Силуэт дора Кетлерена переливался неподалеку, кажется, он тоже пил или что-то убирал. Патрисия лениво прикрыла глаза, словно находилась у себя дома на мягком диване – вот-вот задремлет. Усилием воли она разлепила веки и увидела… ничего не увидела! Ее провожатый нигде больше не мерцал, он сбежал, он куда-то делся!
– Кетл! Кетл! Где ты? – завопила она, судорожно отыскивая его силуэт.
Ни шороха, ни шагов в ответ. А вокруг снова полная чернота, хоть глаза выколи. Она вскочила, заметалась по пещере, сшибая неизвестные предметы, в поисках выхода, но только натыкалась на стены. Паника захватила ее. Все предстало перед ней с ужасающей ясностью: ее завели сюда, напоили и бросили здесь одну! Одну, навсегда лишенную зрения, на чужой планете, на страшном расстоянии от Земли, на огромной высоте, в горах, в черной пещере, откуда ей никогда не выбраться, никогда не спуститься вниз – даже к этим чуждым ей существам. Никого, никого, никого вокруг!
Есть ли конец у этой пещеры, может быть, она уже углубилась в самые недра горы? Она кинулась обратно и тут же врезалась во что-то светящееся. Точнее в кого-то – паршивый профессор! Она вцепилась в него, чтобы не дать снова сбежать.
– Я не могу, куда ты ушел?! Я не могу тут! Верни мне зрение! – истерично орала она.
Наконец, выдохлась и некоторое время слушала недоуменное молчание Кетла.
– Ты захотела спать, и я пошел устроить тебе ночлег, – наконец, соизволил ответить он. – Отпусти меня, Паттл Исия, и скажи, чего ты так испугалась.
Но Пат только слегка ослабила хватку.
– А ты не уйдешь? Пожалуйста… никогда так не делай… не уходи, пожалуйста! Я… я боялась, что ты бросишь меня здесь, одну.
Его цвета непонятно мерцали.
– Наверное, люди поступают так друг с другом, – произнес он, сделав логический вывод.
– Я не могу тут… в пещере… – внезапно для самой себя заплакала она, понимая, что опозорилась окончательно.
Теперь ее будут считать трусихой. Она усилием воли отпустила его одежду и сказала жалобно:
– Прости… но здесь… здесь так темно. Весь твой успокоительный чай насмарку.
– Даже если я верну тебе зрение, ты ничего не увидишь. Здесь действительно темно. Но… – он, казалось, решался, – но ты можешь выйти наружу, ты не пленница.
– А там… там обрыв! Ведь сейчас ночь, да?

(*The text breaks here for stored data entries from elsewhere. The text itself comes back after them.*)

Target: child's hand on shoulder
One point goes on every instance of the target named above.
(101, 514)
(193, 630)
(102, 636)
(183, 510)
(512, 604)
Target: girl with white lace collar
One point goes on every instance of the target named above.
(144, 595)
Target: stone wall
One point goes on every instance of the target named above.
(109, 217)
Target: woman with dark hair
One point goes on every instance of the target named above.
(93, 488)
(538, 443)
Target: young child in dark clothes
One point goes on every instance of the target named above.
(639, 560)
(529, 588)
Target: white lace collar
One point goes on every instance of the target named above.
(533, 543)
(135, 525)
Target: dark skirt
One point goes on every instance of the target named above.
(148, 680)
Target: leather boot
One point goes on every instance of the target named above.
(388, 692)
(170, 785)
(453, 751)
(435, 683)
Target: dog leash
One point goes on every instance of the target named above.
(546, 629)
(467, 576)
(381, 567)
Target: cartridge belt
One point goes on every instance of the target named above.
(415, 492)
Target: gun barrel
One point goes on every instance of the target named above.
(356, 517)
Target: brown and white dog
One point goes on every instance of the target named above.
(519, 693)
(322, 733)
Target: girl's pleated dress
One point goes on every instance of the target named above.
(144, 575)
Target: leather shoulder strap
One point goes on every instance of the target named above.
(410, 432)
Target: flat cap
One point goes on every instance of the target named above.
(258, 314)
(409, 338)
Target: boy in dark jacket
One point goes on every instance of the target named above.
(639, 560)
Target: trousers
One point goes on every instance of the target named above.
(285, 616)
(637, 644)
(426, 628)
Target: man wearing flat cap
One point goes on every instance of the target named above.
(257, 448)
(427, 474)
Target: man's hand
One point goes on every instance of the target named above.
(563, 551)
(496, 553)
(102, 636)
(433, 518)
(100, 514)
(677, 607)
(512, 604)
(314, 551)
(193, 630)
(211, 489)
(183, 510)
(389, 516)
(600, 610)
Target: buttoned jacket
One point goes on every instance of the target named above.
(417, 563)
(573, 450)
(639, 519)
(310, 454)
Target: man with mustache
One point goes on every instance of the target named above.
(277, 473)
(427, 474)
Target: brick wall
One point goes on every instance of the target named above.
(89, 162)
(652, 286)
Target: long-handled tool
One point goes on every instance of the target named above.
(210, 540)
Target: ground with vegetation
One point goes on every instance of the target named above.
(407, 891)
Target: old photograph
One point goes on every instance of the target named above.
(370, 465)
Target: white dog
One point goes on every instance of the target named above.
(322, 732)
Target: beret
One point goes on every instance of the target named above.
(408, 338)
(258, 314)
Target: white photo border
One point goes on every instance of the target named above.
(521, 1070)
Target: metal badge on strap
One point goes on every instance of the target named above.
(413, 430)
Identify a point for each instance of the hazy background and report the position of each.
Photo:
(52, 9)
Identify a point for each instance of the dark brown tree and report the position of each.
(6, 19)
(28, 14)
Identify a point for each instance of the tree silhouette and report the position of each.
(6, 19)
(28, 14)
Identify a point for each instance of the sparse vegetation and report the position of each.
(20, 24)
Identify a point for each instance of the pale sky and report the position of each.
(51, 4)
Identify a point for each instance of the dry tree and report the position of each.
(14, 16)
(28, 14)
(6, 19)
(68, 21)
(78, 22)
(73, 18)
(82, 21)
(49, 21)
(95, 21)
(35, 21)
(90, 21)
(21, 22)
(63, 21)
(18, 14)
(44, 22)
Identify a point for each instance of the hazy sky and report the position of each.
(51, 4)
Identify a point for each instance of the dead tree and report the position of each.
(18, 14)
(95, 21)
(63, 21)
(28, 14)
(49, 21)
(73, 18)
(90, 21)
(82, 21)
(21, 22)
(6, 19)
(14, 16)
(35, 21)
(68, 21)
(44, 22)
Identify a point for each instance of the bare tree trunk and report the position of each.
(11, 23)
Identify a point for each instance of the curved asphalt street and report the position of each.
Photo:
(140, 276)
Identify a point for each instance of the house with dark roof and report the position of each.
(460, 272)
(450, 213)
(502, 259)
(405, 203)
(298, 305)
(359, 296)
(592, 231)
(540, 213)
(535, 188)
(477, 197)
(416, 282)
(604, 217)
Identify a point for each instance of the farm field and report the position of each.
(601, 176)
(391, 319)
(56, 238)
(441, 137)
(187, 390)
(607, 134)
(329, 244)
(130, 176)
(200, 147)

– Ты словно дитя, – произнес он почему-то мысленно, и в его «голосе» почудилась улыбка. – Пойдем наружу, и ты увидишь то, чего не видывал ни один землянин.
– И что же это? – опасливо поинтересовалась она.
– Истинный облик небесных светил. Но величие их безмерно. Готова ли ты к этому?
Звезды? А ведь действительно… снаружи сейчас звездная ночь – на чужой планете, высоко в горах – кто еще может увидеть это, кроме нее? Да еще внутренним взглядом, раскрывающим истинную суть вещей?
Патрисия тут же забыла свой страх и позорную панику, ей стало ужасно стыдно, но больше всего ей хотелось немедленно увидеть то, о чем он говорил.
– Я готова, – торжественно произнесла она.
– Тогда пойдем.
– Только… дай мне, пожалуйста, руку, – попросила она извинительным голосом.
***
Кетл без лишних раздумий взял ее за руку и вывел наружу. Состояние землянки внушало ему опасение. Оно и понятно: оказавшись далеко от соплеменников, в незнакомом месте, разумный на какое-то время теряет ориентиры. А земляне, очевидно, стойкостью не отличаются. Значит, надо отвлечь ее от непонятных, но мучительных для нее тревог, переключить на нечто большее, чем она сама.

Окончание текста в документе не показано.